Le aziende sanitarie pubbliche italiane seguono l’articolo 32 del GDPR?

Il "furto" di categorie particolari di dati personali avvenuto dopo l'attacco informatico all'ASL1 Abruzzo deve far riflettere sui sistemi di sicurezza indicati dal regolamento

18/05/2023 di Enzo Boldi

Banche date sterminate che non contengono solo dati personali standard (nome, cognome, età, etc…), ma anche quelli che il Regolamento Generale sulla Protezione dei Dati etichetta come “categorie particolari di dati personali“. Dunque, la gestione e il trattamento di tutto ciò da parte del Servizio Sanitario Pubblico (in tutte le sue sfaccettature) dovrebbe essere oculata, cercando di limitare al massimo gli attacchi informatici e i data breach che ne possono derivare. Negli ultimi mesi, però, abbiamo assistito a un’escalation di questi fenomeni. In particolare, come nel più recente caso che ha visto coinvolta l’ASL1 dell’Abruzzo, si parla di ransomware, con centinaia di gigabyte di dati che sono stati diffusi e pubblicati. Viste queste evidenze, sorge spontanea la domanda: la Sanità italiana rispetta i paletti imposti dall’articolo 32 del GDPR?

LEGGI ANCHE > Perché gli attacchi informatici prendono di mira le aziende sanitarie pubbliche?

Prima di introdurre l‘articolo 32 GDPR, occorre citare un altro articolo presente all’interno del Regolamento Generale sulla Protezione dei Dati. Facciamo riferimento al punto 1 dell’articolo 9, quello in cui si da una definizione di “categorie particolari di dati personali”, che possono essere trattati esclusivamente per motivi legati alla salute della persona.

«È vietato trattare dati personali che rivelino l’origine razziale o etnica, le opinioni politiche, le convinzioni religiose o filosofiche, o l’appartenenza sindacale, nonché trattare dati genetici, dati biometrici intesi a identificare in modo univoco una persona fisica, dati relativi alla salute o alla vita sessuale o all’orientamento sessuale della persona». 

Come detto, questa categoria particolare di dati non possono essere trattati se non da (come spiega il punto 3, lettera H, dello stesso articolo) per motivi sanitari e per la salute del cittadino. Dunque, all’interno dei database delle aziende sanitarie pubbliche (che siano ASL o ospedali), c’è una vera e propria miniera d’ora per chi intende violare i sistemi informatici e prenderne possesso.

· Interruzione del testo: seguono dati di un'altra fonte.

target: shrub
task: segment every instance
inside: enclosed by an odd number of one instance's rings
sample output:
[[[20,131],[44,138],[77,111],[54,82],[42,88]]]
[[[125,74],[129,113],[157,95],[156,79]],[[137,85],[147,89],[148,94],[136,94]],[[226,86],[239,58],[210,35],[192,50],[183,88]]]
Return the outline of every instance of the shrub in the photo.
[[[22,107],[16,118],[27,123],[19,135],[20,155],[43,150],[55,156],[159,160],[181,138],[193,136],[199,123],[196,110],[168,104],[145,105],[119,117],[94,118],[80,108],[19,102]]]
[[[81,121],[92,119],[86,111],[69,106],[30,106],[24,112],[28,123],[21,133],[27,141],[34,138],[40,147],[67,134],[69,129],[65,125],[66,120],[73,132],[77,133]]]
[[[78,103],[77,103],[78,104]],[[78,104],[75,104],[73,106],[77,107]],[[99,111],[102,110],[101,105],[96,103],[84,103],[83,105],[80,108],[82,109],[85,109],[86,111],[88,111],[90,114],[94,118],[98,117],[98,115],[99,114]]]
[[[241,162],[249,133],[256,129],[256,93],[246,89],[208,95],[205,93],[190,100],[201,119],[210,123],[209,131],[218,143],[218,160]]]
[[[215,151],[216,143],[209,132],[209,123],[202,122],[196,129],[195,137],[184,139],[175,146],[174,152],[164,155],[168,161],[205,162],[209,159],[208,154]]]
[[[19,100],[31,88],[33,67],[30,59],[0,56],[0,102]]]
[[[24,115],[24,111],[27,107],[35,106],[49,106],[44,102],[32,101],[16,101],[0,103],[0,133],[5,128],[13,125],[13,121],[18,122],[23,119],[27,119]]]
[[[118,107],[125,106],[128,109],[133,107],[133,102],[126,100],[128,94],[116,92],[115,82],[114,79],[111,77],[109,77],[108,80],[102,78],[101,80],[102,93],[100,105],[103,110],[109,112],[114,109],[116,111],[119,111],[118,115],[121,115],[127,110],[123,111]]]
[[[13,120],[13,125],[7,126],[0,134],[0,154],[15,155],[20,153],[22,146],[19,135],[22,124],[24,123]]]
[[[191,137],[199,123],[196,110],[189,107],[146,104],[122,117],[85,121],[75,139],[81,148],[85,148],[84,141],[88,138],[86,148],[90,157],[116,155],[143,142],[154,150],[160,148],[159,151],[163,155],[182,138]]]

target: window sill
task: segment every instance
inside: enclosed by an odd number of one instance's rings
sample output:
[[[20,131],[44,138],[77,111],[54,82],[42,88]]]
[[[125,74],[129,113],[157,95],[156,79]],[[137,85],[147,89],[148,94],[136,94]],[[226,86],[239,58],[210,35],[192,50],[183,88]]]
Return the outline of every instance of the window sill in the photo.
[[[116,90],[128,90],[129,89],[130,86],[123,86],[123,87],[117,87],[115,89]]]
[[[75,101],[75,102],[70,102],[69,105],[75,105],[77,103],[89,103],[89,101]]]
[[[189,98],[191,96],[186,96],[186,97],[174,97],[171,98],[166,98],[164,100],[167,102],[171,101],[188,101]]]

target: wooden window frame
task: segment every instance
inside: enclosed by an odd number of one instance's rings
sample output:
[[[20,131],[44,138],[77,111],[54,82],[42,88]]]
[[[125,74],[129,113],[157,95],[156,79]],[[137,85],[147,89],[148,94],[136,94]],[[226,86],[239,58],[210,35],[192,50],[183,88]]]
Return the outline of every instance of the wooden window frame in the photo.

Articolo 32 GDPR e le aziende sanitarie pubbliche italiane

Questa premessa è doverosa e rende ancor più importante il contenuto dell’articolo 32 GDPR, quello che fa riferimento alla “Sicurezza del trattamento”, ovvero quelle best practice che chi detiene il diritto al trattamento dei dati personali (degli iscritti, in caso di una piattaforma, o dei cittadini, parlando di servizio sanitario pubblico) dovrebbe adottare per evitare di subire attacchi informatici in grado non solo di bloccare i sistemi, ma anche l’esfiltrazione dei dati. In particolare, si spiega che

«il titolare del trattamento e il responsabile del trattamento mettono in atto misure tecniche e organizzative adeguate per garantire un livello di sicurezza adeguato al rischio». 

Si tratta di un’indicazione basilari: agire affinché si possano mantenere quei dati al sicuro. Insomma, barriere all’ingresso e pronte risposte per evitare attacchi informatici. E lo stesso articolo indica quattro comportamenti da seguire:

  1. la pseudonimizzazione e la cifratura dei dati personali;
  2. la capacità di assicurare su base permanente la riservatezza, l’integrità, la disponibilità e la resilienza dei sistemi e dei servizi di trattamento;
  3. la capacità di ripristinare tempestivamente la disponibilità e l’accesso dei dati personali in caso di incidente fisico o tecnico;
  4. una procedura per testare, verificare e valutare regolarmente l’efficacia delle misure tecniche e organizzative al fine di garantire la sicurezza del trattamento.

Quattro punti cardinali per proteggere i dati personali che diventano ancor più inderogabili se si tratta di “categorie particolari di dati personali”, ovvero quelli presenti all’interno dei database del servizio sanitario nazionale e in tutte le sue piattaforme. Leggendo tutto ciò, riecheggia nella mente la recente dichiarazione della vice direttrice generale dell’ACN Nunzia Ciardi che ha sottolineato come quello della protezione dei dati sanitari sia «un settore che sconta una mancanza di investimenti. Non c’è cultura per capire quanto sia importante investire per proteggere le nostre informazioni sensibili».